念願のデート、好きな人とディズニーランドに出かけた時の話です。一番お気に入りのピアスをつけて遊びに行きました。大き目で星型のひっかけるタイプのピアスをつけていました。しかし移動中、どこでなくしたのやら耳元を触るとピアスが片方ありません。知らないうちに落としてしまいました。私はかなりショックを受けて、少しの間一緒に探してもらいましたが、諦めきれませんでした。その後も彼を置いてひたすら探してしまいました。彼にはもう諦めたら?こんな広いディズニーランドでみつかるわけない!と言われ、その言葉の後、彼は探しもしてくれませんでした。険悪なムードになり、私はそれも構わずひたすら探し続けました。あたりも薄暗くなり、アトラクションを誘導する道を照らす明かりのみになってしまいました。一度諦めろ!といった彼です。

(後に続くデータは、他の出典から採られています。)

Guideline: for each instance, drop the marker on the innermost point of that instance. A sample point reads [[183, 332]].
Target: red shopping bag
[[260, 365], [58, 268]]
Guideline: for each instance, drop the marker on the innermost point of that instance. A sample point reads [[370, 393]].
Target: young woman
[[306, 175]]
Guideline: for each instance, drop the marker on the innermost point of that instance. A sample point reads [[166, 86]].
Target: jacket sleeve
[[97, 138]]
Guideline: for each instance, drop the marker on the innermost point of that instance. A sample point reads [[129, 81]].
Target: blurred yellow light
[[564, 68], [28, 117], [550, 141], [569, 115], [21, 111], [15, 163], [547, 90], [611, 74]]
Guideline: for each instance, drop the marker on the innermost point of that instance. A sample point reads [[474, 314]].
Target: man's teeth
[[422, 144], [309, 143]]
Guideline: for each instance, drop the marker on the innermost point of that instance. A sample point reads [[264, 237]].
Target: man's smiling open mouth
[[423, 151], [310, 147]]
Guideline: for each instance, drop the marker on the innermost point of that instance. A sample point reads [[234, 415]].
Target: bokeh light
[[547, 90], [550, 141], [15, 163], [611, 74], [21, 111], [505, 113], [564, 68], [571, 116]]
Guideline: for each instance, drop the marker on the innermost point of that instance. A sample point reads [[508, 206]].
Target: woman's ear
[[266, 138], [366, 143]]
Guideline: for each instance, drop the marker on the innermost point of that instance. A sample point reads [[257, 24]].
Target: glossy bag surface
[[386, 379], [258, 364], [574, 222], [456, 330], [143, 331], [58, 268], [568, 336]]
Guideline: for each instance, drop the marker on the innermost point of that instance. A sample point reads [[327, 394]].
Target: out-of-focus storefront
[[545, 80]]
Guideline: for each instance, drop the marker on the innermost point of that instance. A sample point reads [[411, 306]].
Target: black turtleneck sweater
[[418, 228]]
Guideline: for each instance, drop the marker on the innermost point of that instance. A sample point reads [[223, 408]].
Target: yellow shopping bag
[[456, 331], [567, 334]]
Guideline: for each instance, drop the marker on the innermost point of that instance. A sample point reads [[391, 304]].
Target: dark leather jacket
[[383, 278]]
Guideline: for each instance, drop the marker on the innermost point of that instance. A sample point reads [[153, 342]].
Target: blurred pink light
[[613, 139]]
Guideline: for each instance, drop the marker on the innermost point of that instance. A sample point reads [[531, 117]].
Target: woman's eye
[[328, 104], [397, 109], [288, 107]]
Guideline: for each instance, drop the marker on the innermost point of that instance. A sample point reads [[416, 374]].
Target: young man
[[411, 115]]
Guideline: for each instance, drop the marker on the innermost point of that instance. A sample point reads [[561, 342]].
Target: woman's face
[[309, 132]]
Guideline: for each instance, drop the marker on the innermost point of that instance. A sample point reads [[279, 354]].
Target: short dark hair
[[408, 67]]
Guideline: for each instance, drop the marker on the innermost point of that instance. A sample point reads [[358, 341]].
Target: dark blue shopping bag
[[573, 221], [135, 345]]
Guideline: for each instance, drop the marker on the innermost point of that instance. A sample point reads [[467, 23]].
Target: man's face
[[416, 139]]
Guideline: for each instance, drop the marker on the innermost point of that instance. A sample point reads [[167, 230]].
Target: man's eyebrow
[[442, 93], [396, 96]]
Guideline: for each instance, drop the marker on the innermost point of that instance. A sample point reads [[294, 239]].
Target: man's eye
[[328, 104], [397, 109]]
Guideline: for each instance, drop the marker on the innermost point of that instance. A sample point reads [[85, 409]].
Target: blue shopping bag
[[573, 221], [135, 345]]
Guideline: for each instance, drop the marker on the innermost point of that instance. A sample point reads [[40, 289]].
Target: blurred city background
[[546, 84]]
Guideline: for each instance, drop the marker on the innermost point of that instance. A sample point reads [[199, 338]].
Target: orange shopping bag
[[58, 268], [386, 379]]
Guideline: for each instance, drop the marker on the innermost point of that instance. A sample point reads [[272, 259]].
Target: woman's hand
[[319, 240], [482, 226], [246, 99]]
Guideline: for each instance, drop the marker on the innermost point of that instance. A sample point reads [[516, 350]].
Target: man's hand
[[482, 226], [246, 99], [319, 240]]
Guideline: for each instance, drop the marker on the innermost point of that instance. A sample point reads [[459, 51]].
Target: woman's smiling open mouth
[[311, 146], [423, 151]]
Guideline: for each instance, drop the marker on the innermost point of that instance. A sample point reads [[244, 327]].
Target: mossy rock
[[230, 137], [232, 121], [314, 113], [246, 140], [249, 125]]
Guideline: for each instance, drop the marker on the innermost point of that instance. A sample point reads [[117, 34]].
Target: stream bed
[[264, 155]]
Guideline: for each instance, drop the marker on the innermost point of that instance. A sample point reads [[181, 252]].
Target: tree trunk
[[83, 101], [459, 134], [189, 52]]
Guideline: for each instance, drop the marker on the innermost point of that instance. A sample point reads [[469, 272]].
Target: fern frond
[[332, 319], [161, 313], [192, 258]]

後ろで文句を言いながら、ずっと探している私を見ながらもなんとなく辺りを探している様子でした。彼とは一言も話すことなく、記憶をたどり一度歩いた場所を何度も往復しました。その時です。彼がいきなり小走りになり、ほら!あった!と言って私にこれだろ?と差し出してきました。彼のみつけたピアスは私のなくした片方のピアスでした。私は感動して、人目も気にせず彼に抱きついてしまいました。俺、けっこういいだろ!と言ってきました。私は涙が止まりませんでした。別に何でもない安物のピアスでしたが、私にとってはお気に入りのピアス、そしてこの出来事があってからとても大事なピアスになりました。